Archer has completed the latest stage of its quantum machine learning fraud detection project, including tests on both a quantum simulator and a commercial quantum computer.
Its quantum neural network model was benchmarked on a public financial fraud dataset with more than 280,000 transaction records. The model was designed to work within current quantum computing limits, using dimensionality reduction and data balancing techniques before testing.
In the simulator environment, the early model matched the strongest classical models in Archer's benchmarking. It correctly identified 118 fraudulent transactions, missed 30, and produced one false positive.
False positives are a key issue in fraud detection because they can trigger unnecessary reviews and disrupt customers. Archer highlighted the low false-positive rate in the simulator as one of the more notable results from this phase of the project.
The model was also tested under simulated quantum noise. The system remained stable at low noise levels and showed only minor degradation at moderate levels, while performance fell more sharply at higher noise levels.
This gives Archer a clearer view of the hardware conditions needed for practical use of quantum machine learning in fraud screening. It also reduces some of the technical uncertainty around how such models might perform outside idealised test conditions.
Separate validation took place on IQM Garnet, a 20-qubit superconducting quantum computer accessed through AWS Braket. In that hardware test, the model detected 18 of 19 fraudulent transactions in the test set.
Archer said the real-hardware run produced a higher false-positive rate than the simulator tests. Even so, it described the result as evidence that the model can operate on current commercial quantum hardware as well as in simulation.
Benchmarking work
Archer used a staged experimental framework to determine the model configuration. The process included qubit-selection studies, feature-map optimisation, comparisons with classical machine learning methods, and analysis of the effect of quantum noise.

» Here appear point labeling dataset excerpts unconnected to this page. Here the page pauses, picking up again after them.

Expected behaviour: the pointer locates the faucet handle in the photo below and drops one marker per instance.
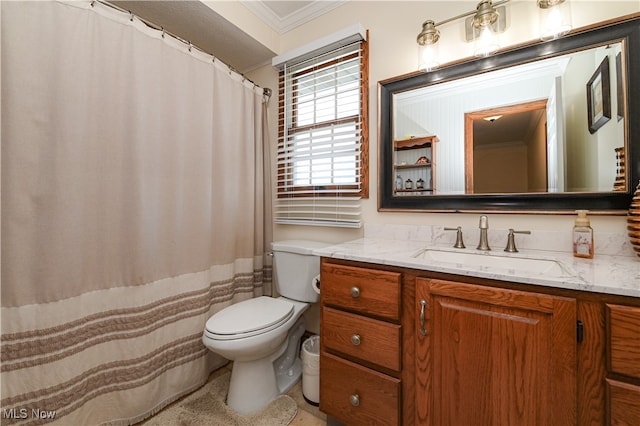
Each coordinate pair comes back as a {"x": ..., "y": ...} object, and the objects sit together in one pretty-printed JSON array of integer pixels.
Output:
[
  {"x": 459, "y": 243},
  {"x": 511, "y": 240}
]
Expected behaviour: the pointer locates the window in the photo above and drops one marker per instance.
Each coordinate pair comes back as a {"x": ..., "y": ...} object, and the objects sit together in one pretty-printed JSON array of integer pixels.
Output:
[{"x": 323, "y": 138}]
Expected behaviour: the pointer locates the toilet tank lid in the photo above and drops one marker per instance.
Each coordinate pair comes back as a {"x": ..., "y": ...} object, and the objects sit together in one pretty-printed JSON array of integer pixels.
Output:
[{"x": 297, "y": 246}]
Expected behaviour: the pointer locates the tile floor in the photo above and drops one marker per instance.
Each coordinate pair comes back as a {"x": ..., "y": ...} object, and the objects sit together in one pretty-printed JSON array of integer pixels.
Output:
[{"x": 308, "y": 415}]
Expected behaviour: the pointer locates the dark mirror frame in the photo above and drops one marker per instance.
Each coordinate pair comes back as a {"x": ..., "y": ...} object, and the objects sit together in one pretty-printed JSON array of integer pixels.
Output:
[{"x": 625, "y": 28}]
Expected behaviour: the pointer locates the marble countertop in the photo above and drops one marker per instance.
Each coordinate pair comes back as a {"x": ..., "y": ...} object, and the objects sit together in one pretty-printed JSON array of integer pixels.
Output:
[{"x": 610, "y": 274}]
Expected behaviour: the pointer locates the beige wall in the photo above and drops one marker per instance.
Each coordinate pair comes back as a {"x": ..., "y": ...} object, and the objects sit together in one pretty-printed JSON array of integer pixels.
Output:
[{"x": 393, "y": 26}]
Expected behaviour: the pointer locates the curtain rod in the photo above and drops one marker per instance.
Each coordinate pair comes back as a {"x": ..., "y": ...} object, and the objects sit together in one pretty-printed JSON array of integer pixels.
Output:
[{"x": 265, "y": 91}]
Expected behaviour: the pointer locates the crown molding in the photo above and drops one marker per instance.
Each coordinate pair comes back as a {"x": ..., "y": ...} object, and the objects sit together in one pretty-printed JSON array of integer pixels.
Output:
[{"x": 299, "y": 16}]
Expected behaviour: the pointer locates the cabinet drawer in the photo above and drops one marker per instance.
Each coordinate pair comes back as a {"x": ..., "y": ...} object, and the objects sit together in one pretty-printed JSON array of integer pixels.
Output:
[
  {"x": 623, "y": 333},
  {"x": 623, "y": 401},
  {"x": 364, "y": 290},
  {"x": 364, "y": 338},
  {"x": 356, "y": 395}
]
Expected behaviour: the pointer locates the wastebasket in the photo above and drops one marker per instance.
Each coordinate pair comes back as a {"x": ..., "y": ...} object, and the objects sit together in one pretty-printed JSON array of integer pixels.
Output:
[{"x": 311, "y": 370}]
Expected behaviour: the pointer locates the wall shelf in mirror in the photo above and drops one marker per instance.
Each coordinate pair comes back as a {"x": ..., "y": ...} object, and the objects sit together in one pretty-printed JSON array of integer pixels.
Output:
[
  {"x": 414, "y": 166},
  {"x": 577, "y": 169}
]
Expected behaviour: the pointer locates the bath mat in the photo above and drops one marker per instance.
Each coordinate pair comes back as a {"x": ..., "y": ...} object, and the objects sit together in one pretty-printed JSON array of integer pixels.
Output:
[{"x": 206, "y": 407}]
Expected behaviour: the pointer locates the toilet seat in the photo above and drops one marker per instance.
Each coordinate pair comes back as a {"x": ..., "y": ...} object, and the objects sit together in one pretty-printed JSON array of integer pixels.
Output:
[{"x": 249, "y": 318}]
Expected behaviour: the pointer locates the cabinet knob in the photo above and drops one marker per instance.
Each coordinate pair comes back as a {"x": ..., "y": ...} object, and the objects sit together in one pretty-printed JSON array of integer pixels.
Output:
[
  {"x": 355, "y": 339},
  {"x": 355, "y": 399}
]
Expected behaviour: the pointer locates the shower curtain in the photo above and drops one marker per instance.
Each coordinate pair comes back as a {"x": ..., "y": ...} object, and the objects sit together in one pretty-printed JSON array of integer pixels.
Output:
[{"x": 133, "y": 209}]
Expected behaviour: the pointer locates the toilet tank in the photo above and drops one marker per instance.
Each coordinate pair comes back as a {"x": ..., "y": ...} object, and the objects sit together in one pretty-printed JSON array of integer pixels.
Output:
[{"x": 295, "y": 268}]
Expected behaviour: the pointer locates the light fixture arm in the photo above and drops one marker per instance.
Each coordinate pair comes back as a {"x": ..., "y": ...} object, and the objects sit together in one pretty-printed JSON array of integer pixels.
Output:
[{"x": 472, "y": 12}]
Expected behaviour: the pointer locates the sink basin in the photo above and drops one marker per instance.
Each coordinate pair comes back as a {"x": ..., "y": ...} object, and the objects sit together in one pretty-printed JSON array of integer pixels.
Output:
[{"x": 510, "y": 264}]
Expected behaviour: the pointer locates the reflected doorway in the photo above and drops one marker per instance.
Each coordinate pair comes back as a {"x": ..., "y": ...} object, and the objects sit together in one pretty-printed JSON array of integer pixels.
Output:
[{"x": 506, "y": 149}]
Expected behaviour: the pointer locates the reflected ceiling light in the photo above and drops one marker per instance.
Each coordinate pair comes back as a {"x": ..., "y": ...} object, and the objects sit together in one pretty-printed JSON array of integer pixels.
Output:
[
  {"x": 555, "y": 18},
  {"x": 481, "y": 27}
]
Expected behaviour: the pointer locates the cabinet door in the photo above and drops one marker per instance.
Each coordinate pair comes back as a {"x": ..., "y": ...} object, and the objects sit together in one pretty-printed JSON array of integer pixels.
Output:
[{"x": 491, "y": 356}]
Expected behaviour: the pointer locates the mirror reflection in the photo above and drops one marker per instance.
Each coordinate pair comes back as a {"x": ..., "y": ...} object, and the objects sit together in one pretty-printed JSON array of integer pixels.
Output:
[{"x": 552, "y": 126}]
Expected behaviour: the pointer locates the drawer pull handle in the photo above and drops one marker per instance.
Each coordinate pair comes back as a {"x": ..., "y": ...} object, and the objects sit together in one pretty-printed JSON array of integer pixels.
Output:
[
  {"x": 355, "y": 399},
  {"x": 423, "y": 304},
  {"x": 355, "y": 339}
]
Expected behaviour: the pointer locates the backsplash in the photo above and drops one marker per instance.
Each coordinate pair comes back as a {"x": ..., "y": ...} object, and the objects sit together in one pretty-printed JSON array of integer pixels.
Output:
[{"x": 606, "y": 243}]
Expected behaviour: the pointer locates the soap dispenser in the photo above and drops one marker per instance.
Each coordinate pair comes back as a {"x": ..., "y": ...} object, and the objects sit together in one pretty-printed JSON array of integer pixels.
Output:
[{"x": 582, "y": 236}]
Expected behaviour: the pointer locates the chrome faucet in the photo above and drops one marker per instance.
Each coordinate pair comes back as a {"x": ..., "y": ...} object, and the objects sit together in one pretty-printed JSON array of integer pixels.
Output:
[{"x": 484, "y": 240}]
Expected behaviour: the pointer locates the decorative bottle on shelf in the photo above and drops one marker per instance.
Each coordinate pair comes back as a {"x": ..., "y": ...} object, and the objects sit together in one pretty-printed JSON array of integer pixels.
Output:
[
  {"x": 582, "y": 236},
  {"x": 398, "y": 183},
  {"x": 408, "y": 184},
  {"x": 633, "y": 221}
]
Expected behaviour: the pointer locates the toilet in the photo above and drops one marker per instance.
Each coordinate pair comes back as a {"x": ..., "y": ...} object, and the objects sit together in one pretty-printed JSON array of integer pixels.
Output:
[{"x": 262, "y": 335}]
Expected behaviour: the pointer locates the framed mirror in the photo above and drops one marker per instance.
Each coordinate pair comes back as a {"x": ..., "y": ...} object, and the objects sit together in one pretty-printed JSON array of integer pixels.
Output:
[{"x": 546, "y": 127}]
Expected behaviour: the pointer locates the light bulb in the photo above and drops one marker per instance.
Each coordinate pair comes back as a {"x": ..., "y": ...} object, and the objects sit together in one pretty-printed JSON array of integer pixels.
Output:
[
  {"x": 486, "y": 42},
  {"x": 555, "y": 19},
  {"x": 428, "y": 60}
]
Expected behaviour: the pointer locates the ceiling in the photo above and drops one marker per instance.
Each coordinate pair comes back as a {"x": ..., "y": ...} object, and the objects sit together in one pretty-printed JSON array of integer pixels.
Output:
[{"x": 197, "y": 23}]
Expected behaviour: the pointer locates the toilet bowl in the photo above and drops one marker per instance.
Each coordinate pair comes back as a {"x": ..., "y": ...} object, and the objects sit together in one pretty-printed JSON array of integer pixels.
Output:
[{"x": 262, "y": 335}]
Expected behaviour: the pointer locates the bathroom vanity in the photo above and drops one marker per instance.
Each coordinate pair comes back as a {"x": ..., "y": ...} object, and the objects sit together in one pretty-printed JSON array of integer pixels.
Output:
[{"x": 409, "y": 340}]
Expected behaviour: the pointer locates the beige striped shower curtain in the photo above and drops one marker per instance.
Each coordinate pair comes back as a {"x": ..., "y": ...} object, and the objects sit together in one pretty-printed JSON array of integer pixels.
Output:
[{"x": 132, "y": 209}]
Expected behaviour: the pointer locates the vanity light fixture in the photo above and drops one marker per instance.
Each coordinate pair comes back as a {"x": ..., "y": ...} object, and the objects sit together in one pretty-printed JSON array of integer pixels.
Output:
[
  {"x": 481, "y": 26},
  {"x": 492, "y": 118},
  {"x": 555, "y": 18}
]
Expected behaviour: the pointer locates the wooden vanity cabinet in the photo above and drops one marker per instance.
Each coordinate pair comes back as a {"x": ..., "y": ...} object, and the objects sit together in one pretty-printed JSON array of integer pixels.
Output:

According to Archer, this work established a repeatable benchmarking framework and identified a quantum architecture that performed well on the chosen fraud dataset. It also said the project has not yet shown a clear edge over leading classical artificial intelligence methods.
Archer's progress comes as banks and quantum computing groups continue to examine fraud detection as one of the more practical commercial uses for quantum machine learning. It pointed to work by Quantinuum with HSBC and a separate collaboration between Intesa Sanpaolo and IBM as examples of similar efforts elsewhere in the market.
These programmes reflect broader interest from financial institutions in tools that can analyse large transaction volumes while limiting missed fraud and unnecessary alerts. For quantum computing companies, fraud detection offers a defined test case with measurable outcomes against existing machine learning systems.
Research phase
The latest milestone follows Archer's earlier completion of dataset preparation before the project moved into simulation and benchmarking. This phase was carried out on a prepared research dataset and with a selected set of comparison models, rather than under production banking conditions.
More testing is required before any commercial path can be assessed. Archer said this would include larger datasets, additional classical benchmarks, repeated trials, and further hardware validation.
The work forms part of Archer's broader activity in quantum computing, sensing, and medical diagnostics. The company operates in the semiconductor sector and has been developing chips related to quantum applications.
Dr Simon Ruffell, chief executive officer of Archer, said the results marked a useful step in testing whether quantum machine learning can be applied to fraud detection under current technical limits.
"These results have demonstrated that QML approaches can deliver strong fraud detection performance while operating within the constraints of current quantum computing systems. The simulator results were solid, particularly the very low false-positive rate, and the successful execution on real quantum hardware is an important validation step. The research collaboration agreement with the CSIRO forms part of Archer's strategy to investigate practical applications of quantum computing technologies and support future commercialisation opportunities in data-intensive industries. Fraud detection is a relevant use case for QML because banks and payment providers must analyse large volumes of transaction data quickly, while reducing both missed fraud and false alerts," Ruffell said.